Hace pocos días incluía una noticia de Pakistán: varias iglesias quemadas después de una acusación de blasfemia. Cientos de personas armadas de bastones y porras dieron fuego a templos de un distrito de Faisalabad, al este de la república, como reacción ante blasfemias contra el Corán atribuidas a una familia cristiana, según la información de Al-Jazira. La muchedumbre vandálica atentó también contra un cementerio y una oficina del gobierno local. Menos mal que la violencia no causó heridos.

Curiosamente, el acusado es analfabeto. El dato vendría a confirmar que se repite una vez más una de esas imputaciones que no obedecen en absoluto a razones religiosas, sino a intereses materiales como hacerse con tierras ajenas, cuando no se trata de violencias relacionadas con matrimonios forzados. Todo, amparado por la ley de la blasfemia, como se conocen los artículos del vigente código penal paquistaní. En esta ocasión, la información sobre los disturbios ha llegado más a los medios occidentales, porque se difundió el vídeo grabado, según parece, por algunos de los propios agresores.

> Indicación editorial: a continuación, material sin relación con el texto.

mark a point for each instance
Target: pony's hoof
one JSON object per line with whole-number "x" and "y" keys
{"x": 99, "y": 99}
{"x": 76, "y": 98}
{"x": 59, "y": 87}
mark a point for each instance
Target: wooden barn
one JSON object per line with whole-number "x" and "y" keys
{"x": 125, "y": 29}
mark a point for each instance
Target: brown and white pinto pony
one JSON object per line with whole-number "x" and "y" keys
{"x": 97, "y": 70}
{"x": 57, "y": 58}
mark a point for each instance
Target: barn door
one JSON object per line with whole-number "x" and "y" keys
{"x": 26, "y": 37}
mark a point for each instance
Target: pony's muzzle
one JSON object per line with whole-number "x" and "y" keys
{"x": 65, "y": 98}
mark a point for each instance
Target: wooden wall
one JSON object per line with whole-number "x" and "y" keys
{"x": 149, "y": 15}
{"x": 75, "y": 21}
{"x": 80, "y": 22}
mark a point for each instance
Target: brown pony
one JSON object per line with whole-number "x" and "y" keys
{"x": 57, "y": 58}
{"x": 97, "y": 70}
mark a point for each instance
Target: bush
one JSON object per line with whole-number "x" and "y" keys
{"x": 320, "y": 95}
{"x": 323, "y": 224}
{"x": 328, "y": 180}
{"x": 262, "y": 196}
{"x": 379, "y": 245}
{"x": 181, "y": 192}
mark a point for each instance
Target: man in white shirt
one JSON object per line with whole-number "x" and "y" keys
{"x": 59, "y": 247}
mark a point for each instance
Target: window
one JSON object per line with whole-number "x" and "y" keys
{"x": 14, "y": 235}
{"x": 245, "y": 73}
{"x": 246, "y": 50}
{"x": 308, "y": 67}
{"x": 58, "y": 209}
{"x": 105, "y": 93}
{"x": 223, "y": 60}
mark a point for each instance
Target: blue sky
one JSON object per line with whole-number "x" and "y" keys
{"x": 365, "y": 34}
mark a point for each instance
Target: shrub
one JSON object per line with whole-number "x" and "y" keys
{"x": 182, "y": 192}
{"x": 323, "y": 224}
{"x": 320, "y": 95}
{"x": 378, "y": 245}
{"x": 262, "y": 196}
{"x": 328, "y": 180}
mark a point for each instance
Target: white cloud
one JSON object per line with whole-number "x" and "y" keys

Casi simultáneamente, un amigo me enviaba la tribuna publicada en washingtonpost.com por Rosalie Silberman, que fue juez del Tribunal Supremo de Canadá: una adaptación de su discurso al recibir el premio de la World Jurist Association el pasado 21 de julio en Nueva York, en memoria de Ruth Bader Ginsburg. Se hace eco del debate actual en tantos países, especialmente del área anglosajona, sobre la independencia del poder judicial, ante sentencias recientes relativas a la defensa de personas o minorías discriminadas.

La polarización que se observa en la vida pública de Estados Unidos y Canadá se manifiesta con toda su radicalidad en el aplauso o la crítica de esas decisiones jurisdiccionales, a partir de planteamientos e interpretaciones ideológicas distintas. Está en juego la identidad misma del juez, que en el sistema anglosajón no se limita a aplicar la ley, también por la fuerza de los precedentes y del derecho consuetudinario. No es fácil el equilibrio entre la independencia y lo que los críticos consideran autocracia judicial.

Rosalie Silberman sufrió en su propia familia el estigma de la inhumanidad, desde su nacimiento en 1946 en un campo alemán de personas desplazadas, hasta la situación de refugiados en Canadá desde 1950. Muestra su temor ante tendencias sociales que pueden configurar un clima contaminado por la insensibilidad, el antisemitismo, el racismo, el sexismo, la islamofobia, la homofobia y la discriminación en general. Aboga por la necesidad de un estado de justicia, más allá del estado de derecho, al servicio de la humanidad, con especial protección de los más vulnerables.

Tiene toda la razón, pero me permito añadir un elemento a su síntesis: ojalá su grito llegara también a la defensa de uigures y rohinyás, y especialmente de esa infinidad de cristianos verdaderamente anónimos esparcidos por tantas regiones de África y Asia. Los autócratas cuentan con la capacidad de olvido en una sociedad regida por la información instantánea y pasajera. Lo favorece también involuntariamente un rasgo original y único del cristianismo: la connaturalidad del perdón como signo de identidad diferenciador de los demás creyentes que se confiesan hijos de Abraham. Y, en fin, no se puede olvidar la justicia catódica de nuestro tiempo: la dinámica de la opinión crea paradojas como la de convertir en verdugos a quienes recuerdan a víctimas inocentes: algo así como si la jerarquía católica, al beatificar a mártires españoles del siglo XX, debiera pedir perdón por haber causado la barbarie miliciana.